The most recent census recorded a median weekly rent of $330 in Jubilee Heights, equating to approximately $17,160/year in gross rental income (state median $385/week). Market rents have typically drifted above the recorded figure — verify against current listings on realestate.com.au and Domain before making an offer.
The median monthly mortgage repayment in Jubilee Heights is $1,842, or approximately $22,104/year (vs $1,733/month state median). Stress-test your own borrowing at rates 1–2 percentage points above today's to make sure you can still service the loan through an RBA tightening cycle.
A median weekly rent of $330 works out to $1,430/month, covering 78% of the median mortgage repayment of $1,842/month. That leaves a $412/month shortfall (around $4,944/year before tax benefits), so a typical owner-occupier-priced property here is negatively geared. Actual cash flow depends on your deposit, loan terms, ownership costs and marginal tax rate — run the full numbers in our rental yield calculator.
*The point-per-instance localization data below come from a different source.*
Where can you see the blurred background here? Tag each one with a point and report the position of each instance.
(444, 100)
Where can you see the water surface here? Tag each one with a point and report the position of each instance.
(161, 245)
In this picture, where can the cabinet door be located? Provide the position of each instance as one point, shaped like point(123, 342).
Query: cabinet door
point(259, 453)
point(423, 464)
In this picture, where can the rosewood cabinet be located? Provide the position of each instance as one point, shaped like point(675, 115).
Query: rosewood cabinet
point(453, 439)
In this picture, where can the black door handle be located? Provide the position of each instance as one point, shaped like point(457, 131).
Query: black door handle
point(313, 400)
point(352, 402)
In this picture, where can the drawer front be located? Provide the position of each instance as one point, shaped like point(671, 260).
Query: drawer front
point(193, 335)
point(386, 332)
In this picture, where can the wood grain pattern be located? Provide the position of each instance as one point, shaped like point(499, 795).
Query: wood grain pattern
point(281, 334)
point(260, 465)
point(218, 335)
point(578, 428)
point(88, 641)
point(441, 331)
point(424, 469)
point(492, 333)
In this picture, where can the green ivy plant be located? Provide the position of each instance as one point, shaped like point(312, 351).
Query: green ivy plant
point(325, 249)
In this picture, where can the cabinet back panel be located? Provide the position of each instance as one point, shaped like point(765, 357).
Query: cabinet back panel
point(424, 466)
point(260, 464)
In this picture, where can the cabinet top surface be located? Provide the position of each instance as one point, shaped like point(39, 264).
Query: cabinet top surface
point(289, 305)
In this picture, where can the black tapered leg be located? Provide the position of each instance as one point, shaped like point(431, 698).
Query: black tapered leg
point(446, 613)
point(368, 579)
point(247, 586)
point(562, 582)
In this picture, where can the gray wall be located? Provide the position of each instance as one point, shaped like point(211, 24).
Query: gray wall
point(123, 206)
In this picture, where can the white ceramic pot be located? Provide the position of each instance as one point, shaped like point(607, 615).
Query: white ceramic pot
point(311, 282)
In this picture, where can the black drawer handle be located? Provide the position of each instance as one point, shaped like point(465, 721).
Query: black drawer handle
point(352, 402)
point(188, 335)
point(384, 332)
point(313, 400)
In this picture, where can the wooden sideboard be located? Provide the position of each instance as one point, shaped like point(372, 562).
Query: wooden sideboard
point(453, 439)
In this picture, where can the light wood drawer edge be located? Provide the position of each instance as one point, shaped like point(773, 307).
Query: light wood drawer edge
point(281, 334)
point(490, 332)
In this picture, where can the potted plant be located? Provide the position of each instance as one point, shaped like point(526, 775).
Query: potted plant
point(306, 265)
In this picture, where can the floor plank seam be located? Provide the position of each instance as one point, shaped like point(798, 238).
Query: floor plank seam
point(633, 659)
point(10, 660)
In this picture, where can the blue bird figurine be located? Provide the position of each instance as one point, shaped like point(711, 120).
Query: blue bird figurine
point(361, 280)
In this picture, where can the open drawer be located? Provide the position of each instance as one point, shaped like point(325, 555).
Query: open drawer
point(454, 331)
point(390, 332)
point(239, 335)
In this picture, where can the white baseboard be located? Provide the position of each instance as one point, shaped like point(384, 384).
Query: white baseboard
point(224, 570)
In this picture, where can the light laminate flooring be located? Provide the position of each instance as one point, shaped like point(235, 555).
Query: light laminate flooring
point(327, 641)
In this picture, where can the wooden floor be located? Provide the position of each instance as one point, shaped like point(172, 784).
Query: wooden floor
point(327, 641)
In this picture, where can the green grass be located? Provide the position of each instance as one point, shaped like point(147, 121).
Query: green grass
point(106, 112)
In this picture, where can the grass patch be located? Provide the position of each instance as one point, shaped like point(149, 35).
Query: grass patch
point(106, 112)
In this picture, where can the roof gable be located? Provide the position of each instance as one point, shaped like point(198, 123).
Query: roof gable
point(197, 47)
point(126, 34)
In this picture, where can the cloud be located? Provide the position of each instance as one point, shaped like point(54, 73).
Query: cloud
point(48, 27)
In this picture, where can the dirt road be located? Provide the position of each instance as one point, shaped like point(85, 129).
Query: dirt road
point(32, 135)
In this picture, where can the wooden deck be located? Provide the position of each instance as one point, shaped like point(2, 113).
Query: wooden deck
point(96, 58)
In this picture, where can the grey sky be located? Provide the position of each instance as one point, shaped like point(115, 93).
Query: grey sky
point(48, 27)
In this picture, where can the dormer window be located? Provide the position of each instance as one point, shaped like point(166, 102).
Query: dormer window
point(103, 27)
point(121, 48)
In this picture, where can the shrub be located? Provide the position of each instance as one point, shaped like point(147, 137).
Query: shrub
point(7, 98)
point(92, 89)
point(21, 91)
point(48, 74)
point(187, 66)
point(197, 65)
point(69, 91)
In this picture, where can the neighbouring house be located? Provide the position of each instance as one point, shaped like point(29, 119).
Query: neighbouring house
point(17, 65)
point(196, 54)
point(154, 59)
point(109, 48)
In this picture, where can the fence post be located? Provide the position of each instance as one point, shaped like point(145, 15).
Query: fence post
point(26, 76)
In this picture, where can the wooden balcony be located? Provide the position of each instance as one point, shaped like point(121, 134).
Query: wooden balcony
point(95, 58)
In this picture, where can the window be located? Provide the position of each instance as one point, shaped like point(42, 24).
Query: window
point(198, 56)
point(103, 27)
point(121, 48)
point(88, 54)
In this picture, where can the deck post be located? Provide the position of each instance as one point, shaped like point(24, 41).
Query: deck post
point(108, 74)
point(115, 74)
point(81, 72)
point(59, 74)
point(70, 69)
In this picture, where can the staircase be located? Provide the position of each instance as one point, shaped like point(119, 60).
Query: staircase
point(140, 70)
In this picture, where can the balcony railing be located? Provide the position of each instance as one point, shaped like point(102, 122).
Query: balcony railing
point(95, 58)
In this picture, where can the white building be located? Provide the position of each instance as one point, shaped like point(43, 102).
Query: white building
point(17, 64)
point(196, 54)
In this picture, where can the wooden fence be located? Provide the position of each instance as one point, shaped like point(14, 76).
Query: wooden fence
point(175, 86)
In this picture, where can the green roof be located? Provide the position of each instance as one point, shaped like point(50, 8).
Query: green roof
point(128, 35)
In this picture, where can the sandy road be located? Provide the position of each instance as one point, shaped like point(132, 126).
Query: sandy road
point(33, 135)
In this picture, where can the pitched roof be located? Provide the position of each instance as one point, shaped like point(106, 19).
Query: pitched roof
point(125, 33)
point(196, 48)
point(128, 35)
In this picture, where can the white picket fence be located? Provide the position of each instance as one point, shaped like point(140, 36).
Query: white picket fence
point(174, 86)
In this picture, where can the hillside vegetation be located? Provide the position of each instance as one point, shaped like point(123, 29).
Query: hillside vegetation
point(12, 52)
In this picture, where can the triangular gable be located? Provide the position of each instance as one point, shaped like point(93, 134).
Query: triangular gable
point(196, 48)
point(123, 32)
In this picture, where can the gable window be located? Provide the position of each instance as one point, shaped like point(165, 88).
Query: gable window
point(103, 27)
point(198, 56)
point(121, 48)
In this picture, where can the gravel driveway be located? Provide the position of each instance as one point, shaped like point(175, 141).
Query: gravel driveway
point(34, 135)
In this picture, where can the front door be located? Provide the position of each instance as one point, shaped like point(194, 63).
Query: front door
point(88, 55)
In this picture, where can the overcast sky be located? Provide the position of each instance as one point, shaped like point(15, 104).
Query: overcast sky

The main risks are a thin buyer pool (164 residents), interest-rate sensitivity on the $1,842 median mortgage, the broader Queensland market cycle. Each of these is covered in the Risk Factors section above with suburb-specific numbers rather than generic warnings.
Every number on this page comes from the ABS 2021 Census of Population and Housing, Australia Post postcode reference data, and OpenStreetMap amenity tiles. The investment score, strategy verdicts, and comparison table are computed deterministically from those inputs — no opinion, no estimation. See our full methodology and the data sources and licences for the formulas we use.